Last week we also implemented List.mkString with reduce. We can do the same thing with foldLeft but there are some gotchas.

Try a straightforward approach:

val illJoined =
  List("do","mi","sol").foldLeft("")(_ + "-" + _)
// illJoined: String = -do-mi-sol

Eek! What happened? You don’t want the extra hyphen on the front! You just want hyphens in between the elements!

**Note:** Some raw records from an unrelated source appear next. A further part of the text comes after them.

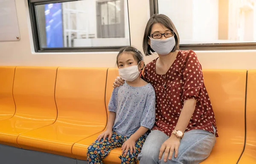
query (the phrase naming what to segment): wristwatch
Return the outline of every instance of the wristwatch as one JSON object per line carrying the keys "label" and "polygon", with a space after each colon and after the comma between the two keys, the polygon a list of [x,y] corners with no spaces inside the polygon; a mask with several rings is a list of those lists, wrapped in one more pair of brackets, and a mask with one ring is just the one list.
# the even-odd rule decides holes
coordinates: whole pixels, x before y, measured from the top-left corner
{"label": "wristwatch", "polygon": [[173,130],[172,134],[173,134],[176,136],[176,137],[182,139],[184,136],[184,133],[181,131],[180,130]]}

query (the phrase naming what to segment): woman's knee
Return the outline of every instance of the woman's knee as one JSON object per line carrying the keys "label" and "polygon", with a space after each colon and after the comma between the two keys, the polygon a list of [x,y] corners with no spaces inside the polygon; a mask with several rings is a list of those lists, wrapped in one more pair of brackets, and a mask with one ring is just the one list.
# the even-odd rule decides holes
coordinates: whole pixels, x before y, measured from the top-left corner
{"label": "woman's knee", "polygon": [[142,149],[138,156],[138,159],[142,164],[158,163],[159,150],[155,149]]}

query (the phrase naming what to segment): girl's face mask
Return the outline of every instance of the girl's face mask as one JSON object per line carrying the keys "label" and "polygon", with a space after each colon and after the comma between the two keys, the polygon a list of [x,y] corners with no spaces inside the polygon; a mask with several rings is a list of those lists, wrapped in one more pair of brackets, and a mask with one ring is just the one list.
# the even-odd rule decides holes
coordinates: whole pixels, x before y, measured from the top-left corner
{"label": "girl's face mask", "polygon": [[138,66],[140,64],[140,62],[138,65],[131,66],[124,68],[118,69],[119,75],[124,79],[128,82],[132,82],[139,75],[140,71],[139,71]]}

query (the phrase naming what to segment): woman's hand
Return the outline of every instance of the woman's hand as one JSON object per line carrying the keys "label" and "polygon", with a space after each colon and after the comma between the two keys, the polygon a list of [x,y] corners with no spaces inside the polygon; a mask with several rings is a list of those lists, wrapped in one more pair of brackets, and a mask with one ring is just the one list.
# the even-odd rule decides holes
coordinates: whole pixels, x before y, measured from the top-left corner
{"label": "woman's hand", "polygon": [[119,76],[116,77],[116,79],[115,79],[115,82],[113,83],[113,88],[116,88],[119,87],[120,85],[122,85],[125,83],[125,80],[122,79],[122,77]]}
{"label": "woman's hand", "polygon": [[160,160],[161,158],[162,158],[164,152],[164,161],[166,162],[167,161],[167,157],[169,153],[170,153],[170,154],[168,159],[170,160],[171,160],[174,151],[175,151],[174,157],[177,158],[178,156],[180,141],[180,139],[176,137],[176,136],[172,134],[172,136],[171,136],[171,137],[166,140],[162,145],[162,146],[160,148],[160,152],[159,153],[159,160]]}
{"label": "woman's hand", "polygon": [[105,141],[106,138],[107,136],[108,136],[108,141],[110,141],[111,139],[111,137],[112,137],[112,131],[111,130],[106,130],[106,131],[104,131],[102,133],[99,135],[98,137],[97,137],[96,140],[98,140],[98,141],[100,141],[100,140],[103,138],[103,142]]}
{"label": "woman's hand", "polygon": [[131,149],[130,152],[131,154],[136,151],[135,149],[135,141],[136,141],[130,138],[124,143],[121,148],[121,150],[122,150],[122,154],[123,156],[126,156],[127,152],[129,151],[129,149]]}

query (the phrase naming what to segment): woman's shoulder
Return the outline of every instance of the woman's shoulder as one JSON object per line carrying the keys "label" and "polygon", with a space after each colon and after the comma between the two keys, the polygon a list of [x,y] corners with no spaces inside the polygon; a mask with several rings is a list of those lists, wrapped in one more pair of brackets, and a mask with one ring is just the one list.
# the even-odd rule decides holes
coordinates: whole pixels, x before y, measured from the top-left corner
{"label": "woman's shoulder", "polygon": [[147,64],[146,66],[145,66],[144,69],[148,69],[148,68],[153,68],[154,65],[155,65],[156,61],[157,61],[157,58],[158,57]]}
{"label": "woman's shoulder", "polygon": [[192,58],[194,59],[197,59],[197,56],[193,50],[180,50],[179,57],[181,59],[182,61],[185,62],[188,60],[190,60],[189,59]]}
{"label": "woman's shoulder", "polygon": [[195,52],[192,50],[180,50],[179,52],[183,56],[188,56],[188,55],[196,56]]}

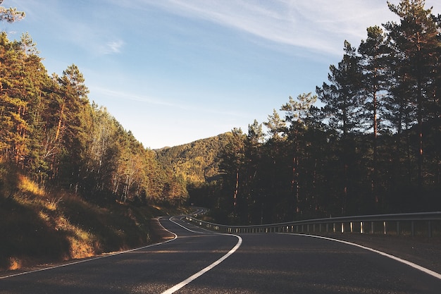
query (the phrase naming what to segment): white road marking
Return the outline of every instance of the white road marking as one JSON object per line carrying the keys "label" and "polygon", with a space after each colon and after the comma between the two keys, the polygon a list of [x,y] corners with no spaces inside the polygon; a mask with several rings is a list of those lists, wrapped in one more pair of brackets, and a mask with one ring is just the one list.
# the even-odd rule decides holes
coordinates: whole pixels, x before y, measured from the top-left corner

What if you have a list with just one item?

val illJoined =
  List("do").foldLeft("")(_ + "-" + _)
// illJoined: String = -do

No better. The following figure shows you what has happened:

The foldLeft operation can concatenate a list of strings together with a separator, but this figure illustrates how the desired result is a little more complicated than it is with reduce. Taking a list of strings ["do", "mi", "sol"], a starting value of an empty string, and a binary operation that concatenates two strings together with a hyphen in the middle, you end up with an extra hyphen at the front of the resulting string. That is because the first application of the binary operation concatenates the empty string with a hyphen and "do". In a join operation, you usually only want the separator between values, so using foldLeft requires some additional checking.
Using foldLeft to Join a List of Strings Together with a Separator

While reduce cannot handle an empty collection, it only starts applying the reduction operation on the first two elements. On the other hand, foldLeft applies the binary operation on the starting value and the first item in the list.

To do mkString right with foldLeft, you have to account for some special cases:

def join(xs: List[String]): String = {
  if (xs.isEmpty) "" 
  else if (xs.length == 1) xs.head
  else xs.tail.foldLeft(xs.head)(_ + "-" + _)
}
val emptyJoined = join(List())
// emptyJoined: String = ""
val singleJoined = join(List("do"))
// singleJoined: String = do
val manyJoined = join(List("do","mi","sol"))
// manyJoined: String = do-mi-sol

From Type to Type

Finally, consider an example of something foldLeft can do that reduce cannot. If reduce receives a list of integers, it can only produce a single integer. If it receives a list of strings, its result is a single string. In contrast, foldLeft can take a list of integers and produce a string. Or it could take a list of strings and produce a list of integers.

For instance, you can use foldLeft to reverse a list:

val reversed =
  (1 to 10).foldLeft(List[Int]()) {
    (xs, x) => x :: xs
  }
// reversed: List[Int] =
//   List(10, 9, 8, 7, 6, 5, 4, 3, 2, 1)

Notice how the starting value is a list, but the type of the elements in the input list Int, not List[Int]. Because the starting value can be a type that is different from the type of the input list elements, the binary operation can transform the elements in the list to match the type of the starting value. In fact, that is the constraint with foldLeft: the type of the result must be type of the starting value. If your starting value is a list, foldLeft must return a list. If your starting value is an integer, foldLeft must return an integer.

Another example is determining the length of the longest string in a list of strings:

val longest =
  List(
    "a","borborygmus","sesquipedalian","small"
  ).foldLeft(0) {
    (n,s) => math.max(n, s.length)
  }
// longest: Int = 14

Here is the documentation on foldLeft in each collection module that defines it:

As an exercise, you could try implementing map with foldLeft.